Why I am Wearing the Oticon Zeal™ Hearing Aids
My wife Michelle has worked in audiology marketing for over ten years. So when she heard the Oticon Zeal™ was about to launch, she paid attention.
She thought it sounded like exactly what I needed. We asked Dr. Beldi if she thought they’d work for my hearing profile. She did. So Michelle reached out to Oticon to see if they’d be willing to provide a pair so I could tell this story honestly for our Hearing Empowered community.
They said yes. These were gifted. And I want to be straight about that because it matters.
What I can also tell you is that nobody told me what to say. Michelle was genuinely excited about these hearing aids before we ever made the ask, and that’s not nothing coming from someone who’s been in this industry for a decade and has worn hearing aids herself since she was 19.
What I Wanted My Hearing Aids to Do
What Are the Oticon Zeal™ Hearing Aids?
The first hearing aid to do it all – unseen.
The Oticon Zeal™ is a completely-in-canal hearing aid, meaning the whole device sits inside your ear canal. Nothing sits behind the ear, nothing visible from outside at all.
That’s not new on its own. What’s new is what Oticon managed to fit inside it. Until now, in-canal aids meant giving something up. No rechargeability. No Bluetooth. Limited processing power. You got discretion and you traded everything else for it.

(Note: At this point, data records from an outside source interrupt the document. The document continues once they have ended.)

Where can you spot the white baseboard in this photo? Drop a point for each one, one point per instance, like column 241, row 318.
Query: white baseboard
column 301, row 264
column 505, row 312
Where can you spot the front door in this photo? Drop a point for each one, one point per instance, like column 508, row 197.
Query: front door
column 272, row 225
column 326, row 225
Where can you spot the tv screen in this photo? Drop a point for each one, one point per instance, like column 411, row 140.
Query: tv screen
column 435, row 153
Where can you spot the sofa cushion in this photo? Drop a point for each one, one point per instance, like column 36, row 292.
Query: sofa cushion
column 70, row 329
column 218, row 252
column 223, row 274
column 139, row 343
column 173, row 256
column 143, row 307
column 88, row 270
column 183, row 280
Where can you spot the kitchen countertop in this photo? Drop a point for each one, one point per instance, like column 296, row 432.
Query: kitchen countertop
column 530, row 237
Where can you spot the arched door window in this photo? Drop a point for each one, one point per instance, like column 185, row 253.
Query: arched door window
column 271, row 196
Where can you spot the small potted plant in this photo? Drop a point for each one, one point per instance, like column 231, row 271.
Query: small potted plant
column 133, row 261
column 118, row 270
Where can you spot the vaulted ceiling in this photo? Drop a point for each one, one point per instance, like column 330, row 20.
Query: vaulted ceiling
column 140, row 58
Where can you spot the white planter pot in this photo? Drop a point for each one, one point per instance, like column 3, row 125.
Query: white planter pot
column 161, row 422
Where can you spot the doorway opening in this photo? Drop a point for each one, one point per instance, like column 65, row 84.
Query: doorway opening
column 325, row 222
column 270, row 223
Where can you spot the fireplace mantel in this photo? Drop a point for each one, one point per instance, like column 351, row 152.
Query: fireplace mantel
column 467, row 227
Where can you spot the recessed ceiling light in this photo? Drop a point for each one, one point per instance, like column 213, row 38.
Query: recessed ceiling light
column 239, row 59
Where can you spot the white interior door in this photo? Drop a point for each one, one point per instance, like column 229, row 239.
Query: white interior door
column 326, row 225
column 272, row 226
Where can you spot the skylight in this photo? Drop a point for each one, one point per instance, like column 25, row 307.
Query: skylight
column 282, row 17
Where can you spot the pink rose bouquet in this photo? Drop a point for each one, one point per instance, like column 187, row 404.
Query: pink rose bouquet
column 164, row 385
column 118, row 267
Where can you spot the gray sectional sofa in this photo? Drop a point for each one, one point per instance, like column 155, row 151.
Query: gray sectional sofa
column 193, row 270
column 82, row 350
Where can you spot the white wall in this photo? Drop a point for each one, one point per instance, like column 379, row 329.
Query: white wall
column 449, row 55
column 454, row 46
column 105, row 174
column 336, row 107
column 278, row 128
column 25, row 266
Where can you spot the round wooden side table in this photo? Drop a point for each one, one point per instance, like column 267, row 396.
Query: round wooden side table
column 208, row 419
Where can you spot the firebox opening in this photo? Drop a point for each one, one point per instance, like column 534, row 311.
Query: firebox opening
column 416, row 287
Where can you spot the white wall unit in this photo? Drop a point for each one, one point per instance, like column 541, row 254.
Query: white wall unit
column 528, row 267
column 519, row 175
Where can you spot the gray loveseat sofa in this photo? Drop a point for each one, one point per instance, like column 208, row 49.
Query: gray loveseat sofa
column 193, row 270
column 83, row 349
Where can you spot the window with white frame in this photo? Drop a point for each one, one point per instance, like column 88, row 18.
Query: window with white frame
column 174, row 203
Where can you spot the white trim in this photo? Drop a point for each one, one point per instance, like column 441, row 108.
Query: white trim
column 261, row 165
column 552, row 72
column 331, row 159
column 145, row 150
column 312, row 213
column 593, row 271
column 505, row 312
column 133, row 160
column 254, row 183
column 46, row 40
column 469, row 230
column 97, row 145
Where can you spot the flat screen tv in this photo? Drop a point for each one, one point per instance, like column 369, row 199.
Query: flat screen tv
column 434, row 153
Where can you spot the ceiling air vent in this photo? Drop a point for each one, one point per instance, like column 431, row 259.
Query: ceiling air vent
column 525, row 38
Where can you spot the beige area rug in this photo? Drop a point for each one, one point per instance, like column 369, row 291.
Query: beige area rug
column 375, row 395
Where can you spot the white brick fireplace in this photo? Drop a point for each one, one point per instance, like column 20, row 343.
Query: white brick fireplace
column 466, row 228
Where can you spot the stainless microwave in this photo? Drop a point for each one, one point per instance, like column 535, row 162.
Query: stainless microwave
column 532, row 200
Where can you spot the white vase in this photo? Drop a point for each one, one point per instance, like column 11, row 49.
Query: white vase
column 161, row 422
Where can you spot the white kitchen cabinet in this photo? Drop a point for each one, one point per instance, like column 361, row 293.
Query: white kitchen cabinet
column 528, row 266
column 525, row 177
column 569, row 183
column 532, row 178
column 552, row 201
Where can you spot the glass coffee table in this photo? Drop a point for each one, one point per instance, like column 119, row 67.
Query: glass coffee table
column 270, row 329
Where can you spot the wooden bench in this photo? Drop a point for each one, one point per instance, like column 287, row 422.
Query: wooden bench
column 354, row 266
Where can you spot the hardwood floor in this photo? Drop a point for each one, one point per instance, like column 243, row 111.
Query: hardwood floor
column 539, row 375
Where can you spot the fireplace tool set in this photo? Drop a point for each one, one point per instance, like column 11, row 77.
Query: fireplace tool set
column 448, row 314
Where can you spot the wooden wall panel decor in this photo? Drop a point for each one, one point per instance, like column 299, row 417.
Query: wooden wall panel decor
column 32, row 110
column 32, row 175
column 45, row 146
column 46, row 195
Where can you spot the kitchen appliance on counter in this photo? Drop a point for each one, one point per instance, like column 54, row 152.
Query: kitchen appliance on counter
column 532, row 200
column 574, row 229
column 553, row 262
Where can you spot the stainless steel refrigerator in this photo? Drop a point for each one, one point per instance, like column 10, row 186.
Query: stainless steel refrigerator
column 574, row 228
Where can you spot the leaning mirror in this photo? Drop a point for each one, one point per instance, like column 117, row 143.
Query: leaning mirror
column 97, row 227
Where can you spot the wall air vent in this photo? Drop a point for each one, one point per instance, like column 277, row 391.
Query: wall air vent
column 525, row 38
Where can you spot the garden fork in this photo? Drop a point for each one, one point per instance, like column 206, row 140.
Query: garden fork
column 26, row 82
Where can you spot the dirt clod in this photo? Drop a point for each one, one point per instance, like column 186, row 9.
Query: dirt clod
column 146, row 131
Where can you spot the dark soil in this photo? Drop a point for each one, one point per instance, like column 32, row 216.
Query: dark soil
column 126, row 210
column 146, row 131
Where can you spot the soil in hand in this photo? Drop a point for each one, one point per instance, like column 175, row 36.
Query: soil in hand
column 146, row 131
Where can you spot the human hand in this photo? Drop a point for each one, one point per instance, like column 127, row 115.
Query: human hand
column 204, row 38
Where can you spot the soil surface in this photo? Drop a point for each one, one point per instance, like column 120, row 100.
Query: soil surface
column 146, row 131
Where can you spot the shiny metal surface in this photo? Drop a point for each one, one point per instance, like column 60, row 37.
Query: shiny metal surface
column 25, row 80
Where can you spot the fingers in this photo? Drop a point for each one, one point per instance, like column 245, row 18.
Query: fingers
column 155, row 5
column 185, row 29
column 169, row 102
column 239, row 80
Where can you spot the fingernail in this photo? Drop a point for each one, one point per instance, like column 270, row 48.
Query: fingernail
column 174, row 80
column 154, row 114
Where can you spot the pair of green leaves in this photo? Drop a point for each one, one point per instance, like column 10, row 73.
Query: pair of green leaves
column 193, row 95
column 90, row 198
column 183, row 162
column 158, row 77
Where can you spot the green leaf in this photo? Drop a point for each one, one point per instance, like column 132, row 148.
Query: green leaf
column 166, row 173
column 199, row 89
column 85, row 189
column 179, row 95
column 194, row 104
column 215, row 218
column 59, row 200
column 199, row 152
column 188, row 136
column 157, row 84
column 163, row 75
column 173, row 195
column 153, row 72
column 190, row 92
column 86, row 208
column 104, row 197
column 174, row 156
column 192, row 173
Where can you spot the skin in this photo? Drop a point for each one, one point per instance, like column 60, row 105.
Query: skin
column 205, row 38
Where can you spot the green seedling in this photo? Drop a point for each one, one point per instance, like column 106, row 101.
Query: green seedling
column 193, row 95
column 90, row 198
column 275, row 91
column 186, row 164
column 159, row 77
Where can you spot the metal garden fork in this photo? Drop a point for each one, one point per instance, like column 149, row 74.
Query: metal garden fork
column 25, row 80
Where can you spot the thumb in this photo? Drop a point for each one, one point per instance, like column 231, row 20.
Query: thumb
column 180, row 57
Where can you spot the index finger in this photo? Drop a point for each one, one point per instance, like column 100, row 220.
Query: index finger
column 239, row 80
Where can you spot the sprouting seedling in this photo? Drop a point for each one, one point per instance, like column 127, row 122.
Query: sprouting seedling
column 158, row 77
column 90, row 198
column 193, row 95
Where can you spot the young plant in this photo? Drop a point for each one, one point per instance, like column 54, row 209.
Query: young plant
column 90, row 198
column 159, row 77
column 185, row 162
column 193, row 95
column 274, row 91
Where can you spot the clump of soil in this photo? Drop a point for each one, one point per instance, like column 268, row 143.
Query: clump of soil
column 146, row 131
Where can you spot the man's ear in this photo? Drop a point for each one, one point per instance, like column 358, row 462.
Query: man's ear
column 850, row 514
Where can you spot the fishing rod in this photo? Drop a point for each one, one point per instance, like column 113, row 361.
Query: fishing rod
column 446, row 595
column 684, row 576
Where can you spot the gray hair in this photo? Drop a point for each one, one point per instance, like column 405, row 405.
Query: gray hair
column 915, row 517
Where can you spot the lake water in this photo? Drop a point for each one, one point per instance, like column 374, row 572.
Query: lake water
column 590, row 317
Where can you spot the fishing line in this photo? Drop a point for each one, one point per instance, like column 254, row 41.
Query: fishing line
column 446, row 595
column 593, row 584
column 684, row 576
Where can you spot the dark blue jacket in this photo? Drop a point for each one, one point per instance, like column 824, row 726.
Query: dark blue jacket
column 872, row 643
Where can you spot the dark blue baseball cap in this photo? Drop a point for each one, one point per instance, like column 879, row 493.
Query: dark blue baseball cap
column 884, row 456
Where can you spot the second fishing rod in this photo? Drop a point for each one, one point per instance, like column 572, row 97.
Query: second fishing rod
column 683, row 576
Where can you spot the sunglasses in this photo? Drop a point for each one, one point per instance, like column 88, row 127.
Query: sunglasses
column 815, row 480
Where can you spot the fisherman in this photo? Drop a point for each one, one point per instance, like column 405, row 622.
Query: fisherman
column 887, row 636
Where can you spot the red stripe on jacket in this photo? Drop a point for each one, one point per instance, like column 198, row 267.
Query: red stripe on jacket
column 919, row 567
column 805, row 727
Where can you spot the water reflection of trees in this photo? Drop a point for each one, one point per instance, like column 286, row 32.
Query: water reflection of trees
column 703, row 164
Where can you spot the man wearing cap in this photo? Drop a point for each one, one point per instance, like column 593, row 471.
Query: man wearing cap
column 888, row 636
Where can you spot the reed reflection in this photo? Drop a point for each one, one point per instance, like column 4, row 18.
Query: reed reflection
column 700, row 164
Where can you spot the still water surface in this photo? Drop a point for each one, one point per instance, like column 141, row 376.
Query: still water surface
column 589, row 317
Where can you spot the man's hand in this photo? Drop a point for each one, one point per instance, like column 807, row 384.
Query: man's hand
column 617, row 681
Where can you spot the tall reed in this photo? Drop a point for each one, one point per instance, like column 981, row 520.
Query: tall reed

The Oticon Zeal™ changed that. Oticon used encapsulation technology borrowed from medical devices like pacemakers to fit full functionality into a completely-in-canal design. It’s the first time it’s been done. They’re calling the category NXT In-the-Ear.
It’s built around BrainHearing™ technology, which means it’s designed to reduce listening effort, not just amplify sound. For someone with cookie bite loss who’s been quietly compensating for years, that’s the part that matters most.
Here is how they look inside a variety of ears:
The Real World Test
Trail runs, phone calls, noisy restaurants, conversations at home. Here’s what I’m finding.
What I’ve Noticed So Far
I’m a few weeks in. Not long enough for a final verdict, but long enough to have real impressions across real situations. Here’s what I’m noticing. Expand any category to read more.
Are the Oticon Zeal™ Worth It?
Too early for a final answer and I’m going to be straight about that.
What I can say is that what I’ve experienced so far is real. The clarity is real. The ease is real. The adjustment is also real, but it’s manageable and I have support through it.
Premium hearing aids are a significant investment. If you’re asking whether the Oticon Zeal™ specifically is the right aid for you, that’s a conversation to have with an audiologist who knows your hearing profile. What worked for my cookie bite loss won’t automatically be the right fit for a different type of hearing loss or or sound preference.
What I’ll tell you is that waiting is the more expensive choice. Not financially. In years of conversations you only half-heard, in the fatigue of working too hard to stay present, in the distance that slowly grows when communication gets harder.
I’ll update this as I have more time in them.
Should You Get the Oticon Zeal™ Hearing Aids?
Honestly, I can’t tell you.
I can tell you what they’ve done for me. Cookie bite loss, first-time user, active lifestyle, all-day wear. That’s my experience and so far, it’s been terrific! But hearing aids aren’t a one-size situation. What works for my hearing profile, my ear canal, and the way my brain processes sound won’t automatically be right for yours.
The only person who can actually answer that question is an independent audiologist with access to the leading brands on the market. Someone who can look at your audiogram, understand how you live, consider the shape and size of your ear canal, and then tell you honestly whether the Oticon Zeal™ is the right fit or whether something else would serve you better.
That’s a conversation worth having. And it starts with a full diagnostic hearing assessment, not a purchase.